Author Joe Hildebrand explains why a dead-end effort to reinvent networks isn't futile

Don't just do something, sit there and think

It also represents a different way of doing things for the IETF, where the vast number of RFCs attests to a long history of a “just do it” attitude.

Instead, with SPUD, Hildebrand and many others are trying to take an architectural approach – in line with the IAB's stack evolution program.

That program, he says, is “confusing and scary to a lot of people. “ They worry, he said, that they will be handed an edict, and that's not what's intended.

“The process is more like gathering people together with opinions, exchange those opinions, and suggest things to the community”. It's a process of seeking a consensus on the Internet's future, before people hit the keyboard and start coding.

Nor was SPUD solely conceived as a security/privacy protocol. It's worth mentioning, at this point, that Hildebrand's role at Cisco is engineering for its cloud collaborative applications, which gives him a daily exposure to how things like Webex can go wrong, and how the lower layers can help.

Hildebrand told The Register SPUD was also conceived as a response to a more general question: “What's wrong with TCP?” (the Transport Control Protocol that carries so much of the Internet's traffic).

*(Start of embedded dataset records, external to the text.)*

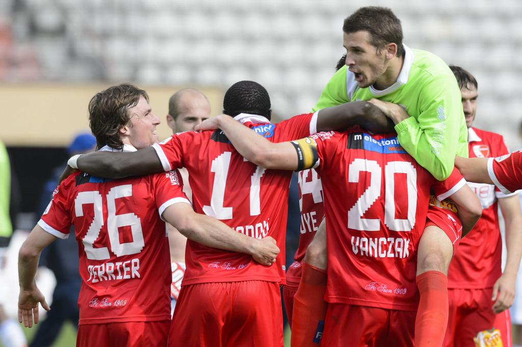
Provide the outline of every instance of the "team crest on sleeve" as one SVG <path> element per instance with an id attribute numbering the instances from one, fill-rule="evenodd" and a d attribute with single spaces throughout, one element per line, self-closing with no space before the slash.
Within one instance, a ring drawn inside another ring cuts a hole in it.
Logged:
<path id="1" fill-rule="evenodd" d="M 179 134 L 183 134 L 183 133 L 180 133 Z M 179 134 L 176 134 L 176 135 L 179 135 Z M 169 136 L 169 137 L 167 138 L 166 139 L 165 139 L 164 140 L 163 140 L 163 141 L 162 141 L 161 142 L 160 142 L 160 145 L 164 145 L 165 143 L 166 143 L 168 142 L 169 142 L 169 141 L 170 141 L 171 139 L 172 139 L 172 136 Z"/>
<path id="2" fill-rule="evenodd" d="M 173 186 L 180 185 L 180 178 L 177 177 L 176 170 L 172 170 L 165 173 L 165 176 L 170 180 L 170 184 Z"/>
<path id="3" fill-rule="evenodd" d="M 489 157 L 489 146 L 487 145 L 475 145 L 473 146 L 473 152 L 477 158 L 488 158 Z"/>
<path id="4" fill-rule="evenodd" d="M 500 162 L 502 161 L 504 159 L 507 159 L 507 158 L 508 158 L 509 157 L 509 155 L 511 155 L 511 153 L 508 153 L 507 154 L 504 154 L 503 155 L 501 155 L 500 157 L 497 157 L 496 158 L 495 158 L 495 160 L 497 163 L 500 163 Z"/>
<path id="5" fill-rule="evenodd" d="M 56 189 L 57 189 L 58 188 Z M 45 210 L 43 211 L 43 213 L 42 213 L 42 216 L 43 216 L 44 214 L 47 214 L 48 213 L 49 213 L 49 210 L 51 209 L 51 206 L 52 205 L 53 205 L 53 200 L 51 200 L 50 201 L 49 201 L 49 205 L 47 205 L 47 207 L 45 208 Z"/>
<path id="6" fill-rule="evenodd" d="M 494 328 L 491 330 L 484 330 L 473 338 L 476 347 L 503 347 L 500 330 Z"/>

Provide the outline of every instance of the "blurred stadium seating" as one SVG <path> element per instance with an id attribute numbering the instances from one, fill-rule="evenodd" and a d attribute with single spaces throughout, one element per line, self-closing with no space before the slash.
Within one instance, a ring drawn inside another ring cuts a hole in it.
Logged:
<path id="1" fill-rule="evenodd" d="M 389 6 L 402 20 L 407 44 L 431 51 L 477 77 L 477 125 L 519 146 L 510 130 L 522 115 L 518 0 L 2 3 L 0 50 L 11 58 L 8 72 L 0 64 L 0 81 L 125 80 L 226 89 L 238 80 L 254 79 L 267 87 L 274 108 L 287 116 L 308 111 L 333 73 L 343 54 L 344 17 L 363 5 Z M 12 31 L 10 44 L 6 28 Z"/>

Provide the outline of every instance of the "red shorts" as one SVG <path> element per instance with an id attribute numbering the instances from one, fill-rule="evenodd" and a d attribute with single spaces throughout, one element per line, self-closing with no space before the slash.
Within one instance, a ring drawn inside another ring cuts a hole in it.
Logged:
<path id="1" fill-rule="evenodd" d="M 282 347 L 279 284 L 215 282 L 181 288 L 171 347 Z"/>
<path id="2" fill-rule="evenodd" d="M 500 345 L 495 344 L 500 340 L 504 347 L 511 346 L 509 310 L 493 313 L 492 293 L 492 288 L 448 289 L 449 309 L 444 347 L 474 347 L 474 339 L 479 341 L 478 346 Z"/>
<path id="3" fill-rule="evenodd" d="M 294 261 L 287 270 L 287 284 L 283 286 L 283 303 L 284 312 L 288 318 L 288 325 L 292 328 L 292 313 L 293 311 L 293 297 L 299 288 L 302 268 L 301 263 Z"/>
<path id="4" fill-rule="evenodd" d="M 450 210 L 430 205 L 424 228 L 430 225 L 437 226 L 444 232 L 453 244 L 453 254 L 456 254 L 462 236 L 462 223 L 458 215 Z"/>
<path id="5" fill-rule="evenodd" d="M 170 320 L 82 324 L 78 327 L 77 347 L 167 346 Z"/>
<path id="6" fill-rule="evenodd" d="M 321 345 L 412 346 L 416 315 L 412 311 L 330 303 Z"/>

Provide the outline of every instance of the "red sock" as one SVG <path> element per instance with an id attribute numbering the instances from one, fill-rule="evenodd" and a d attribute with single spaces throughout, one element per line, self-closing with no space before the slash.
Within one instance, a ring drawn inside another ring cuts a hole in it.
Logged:
<path id="1" fill-rule="evenodd" d="M 420 293 L 415 319 L 415 347 L 441 347 L 448 324 L 448 279 L 439 271 L 417 276 Z"/>
<path id="2" fill-rule="evenodd" d="M 294 296 L 292 347 L 319 345 L 328 308 L 326 292 L 326 270 L 303 261 L 301 283 Z"/>

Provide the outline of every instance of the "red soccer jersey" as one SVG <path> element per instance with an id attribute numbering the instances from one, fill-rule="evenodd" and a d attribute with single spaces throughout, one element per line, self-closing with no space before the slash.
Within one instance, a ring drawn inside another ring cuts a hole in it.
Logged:
<path id="1" fill-rule="evenodd" d="M 506 194 L 522 189 L 522 149 L 488 160 L 491 181 Z"/>
<path id="2" fill-rule="evenodd" d="M 317 172 L 314 169 L 308 169 L 300 171 L 298 174 L 301 235 L 299 246 L 295 251 L 294 262 L 290 266 L 291 268 L 301 266 L 301 262 L 304 258 L 306 248 L 314 239 L 325 216 L 323 186 Z M 287 279 L 298 283 L 301 280 L 300 275 L 300 270 L 294 272 L 289 271 L 287 272 Z"/>
<path id="3" fill-rule="evenodd" d="M 167 320 L 170 257 L 160 216 L 190 204 L 176 171 L 105 180 L 80 173 L 54 192 L 38 225 L 78 243 L 79 324 Z"/>
<path id="4" fill-rule="evenodd" d="M 508 153 L 502 136 L 470 128 L 469 158 L 497 157 Z M 506 196 L 495 186 L 468 183 L 482 205 L 482 216 L 460 241 L 448 271 L 448 288 L 489 288 L 502 274 L 502 239 L 499 225 L 497 198 Z"/>
<path id="5" fill-rule="evenodd" d="M 355 128 L 317 139 L 325 197 L 331 303 L 416 310 L 417 248 L 430 188 L 445 198 L 461 187 L 456 169 L 438 182 L 397 135 Z"/>
<path id="6" fill-rule="evenodd" d="M 292 117 L 278 124 L 252 115 L 236 119 L 273 142 L 315 132 L 314 114 Z M 220 130 L 175 134 L 155 145 L 166 171 L 188 171 L 196 212 L 221 220 L 248 236 L 270 236 L 281 249 L 272 266 L 261 265 L 247 254 L 216 249 L 191 240 L 185 254 L 183 285 L 258 280 L 284 283 L 284 238 L 292 173 L 266 170 L 246 161 Z"/>

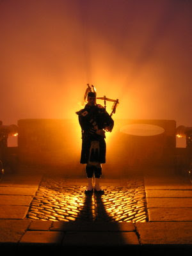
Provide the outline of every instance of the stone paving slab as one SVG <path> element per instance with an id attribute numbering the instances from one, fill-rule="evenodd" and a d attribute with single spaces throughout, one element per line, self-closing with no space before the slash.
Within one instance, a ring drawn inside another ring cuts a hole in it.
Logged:
<path id="1" fill-rule="evenodd" d="M 0 205 L 28 205 L 33 199 L 31 196 L 1 195 Z"/>
<path id="2" fill-rule="evenodd" d="M 146 197 L 192 197 L 191 190 L 146 190 Z"/>
<path id="3" fill-rule="evenodd" d="M 30 224 L 29 220 L 0 220 L 0 243 L 17 243 Z"/>
<path id="4" fill-rule="evenodd" d="M 19 244 L 60 244 L 63 236 L 63 232 L 56 231 L 27 231 L 22 236 Z"/>
<path id="5" fill-rule="evenodd" d="M 42 175 L 5 175 L 0 182 L 0 187 L 38 188 Z"/>
<path id="6" fill-rule="evenodd" d="M 147 208 L 152 207 L 192 207 L 192 198 L 148 198 Z"/>
<path id="7" fill-rule="evenodd" d="M 192 221 L 192 208 L 150 208 L 149 221 Z"/>
<path id="8" fill-rule="evenodd" d="M 34 220 L 31 221 L 29 227 L 29 230 L 47 230 L 48 231 L 52 223 L 52 221 L 47 220 Z"/>
<path id="9" fill-rule="evenodd" d="M 116 246 L 139 244 L 135 232 L 68 232 L 63 245 L 70 246 Z"/>
<path id="10" fill-rule="evenodd" d="M 189 179 L 175 176 L 146 176 L 145 177 L 145 185 L 146 190 L 192 190 L 192 185 Z"/>
<path id="11" fill-rule="evenodd" d="M 29 207 L 24 205 L 0 205 L 0 219 L 24 219 Z"/>
<path id="12" fill-rule="evenodd" d="M 34 196 L 36 188 L 0 187 L 0 195 L 20 195 Z"/>
<path id="13" fill-rule="evenodd" d="M 54 221 L 52 223 L 50 230 L 57 231 L 131 232 L 135 230 L 135 227 L 132 223 L 127 222 Z"/>
<path id="14" fill-rule="evenodd" d="M 192 222 L 136 223 L 142 244 L 192 244 Z"/>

For example, realtime voice and video don't suit TCP, but in terms of non-TCP, “there's a limited palette of choices on today's Internet”.

“There are new transport protocols that are better than TCP,” he noted, but none of them are deployed at significant scale because the Internet's infrastructure suffers from the ineradicable inertia of its installed base.

“There are lot of middle boxes on the Internet that know TCP and try to 'optimise' it”, he said, so it's important not to “infuriate” the people that run those middle boxes.

Slapping together a new protocol to go with a new application looks easy to the application developer – after all, it's only a few hundred lines of code – but if (for example) a firewall vendor is expected to support every new application by adding code, it accumulates very quickly.

“If you could figure out how to get them to implement one thing, just once, you might be able to get them to do it”, he said.

That led to an IETF discussion in London, he said: “instead of allowing a thousand flowers to bloom on top of UDP, could we do a bit of architectural work to allow us to support a wide range of transport protocols instead of 'just one more'?”

Consultation with firewall experts told him that there are many aspects of TCP they like and want preserved

  • TCP has an explicit start to a conversation (via SYN and ACK) that helps preserve information about who initiated contact;
  • The TCP sequence number lets the firewall “tie packets in the stream back to that explicit start,” making it easy to craft rules about what to allow.
  • TCP knows when to shut down a conversation and clean up its associated resources (FIN and RESET).

“There are some UDP protocols that have those, but each does it differently,” he said – which the architectural work aims to clean up.